联系方式

  • QQ:99515681
  • 邮箱:99515681@qq.com
  • 工作时间:8:00-21:00
  • 微信:codinghelp

您当前位置:首页 >> Python编程Python编程

日期:2023-10-21 10:47

BUSS6002 Assignment

October 10, 2023

Instructions

• Due: at 23:59 on Friday, October 27, 2023 (end of week 12).

• You must submit a written report (in PDF) with the following filename format, replacing

STUDENTID with your own student ID: BUSS6002 STUDENTID.pdf.

• You must also submit a Jupyter Notebook (.ipynb) file with the following filename format,

replacing STUDENTID with your own student ID: BUSS6002 STUDENTID.ipynb.

• There is a limit of 6 A4-pages for your report (including equations, tables, and captions).

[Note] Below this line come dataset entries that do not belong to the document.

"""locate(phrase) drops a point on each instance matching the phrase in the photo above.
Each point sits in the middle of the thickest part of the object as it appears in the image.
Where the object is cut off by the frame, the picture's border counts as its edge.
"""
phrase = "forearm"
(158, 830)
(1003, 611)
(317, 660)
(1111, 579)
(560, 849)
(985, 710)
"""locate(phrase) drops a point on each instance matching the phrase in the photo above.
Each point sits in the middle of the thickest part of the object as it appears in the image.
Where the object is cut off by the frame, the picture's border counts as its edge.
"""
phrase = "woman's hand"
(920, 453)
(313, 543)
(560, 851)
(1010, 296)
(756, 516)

• All plots, computational tasks, and results must be completed using Python.

• Each section of your report must be clearly labelled with a heading.

• Do not include any Python code as part of your report.

• All figures must be appropriately sized and have readable axis labels and legends (where

applicable).

• The submitted .ipynb file must contain all the code used in the development of your report.

• The submitted .ipynb file must be free of any errors, and the results must be reproducible.

• You may submit multiple times but only your last submission will be marked.

• A late penalty applies if you submit your assignment late without a successful special consideration. See the Unit Outline for more details.

• Generative AI tools (such as ChatGPT) may be used for this assignment but you must add a

statement at the end of your report specifying how generative AI was used. E.g., Generative

AI was used only used for editing the final report text.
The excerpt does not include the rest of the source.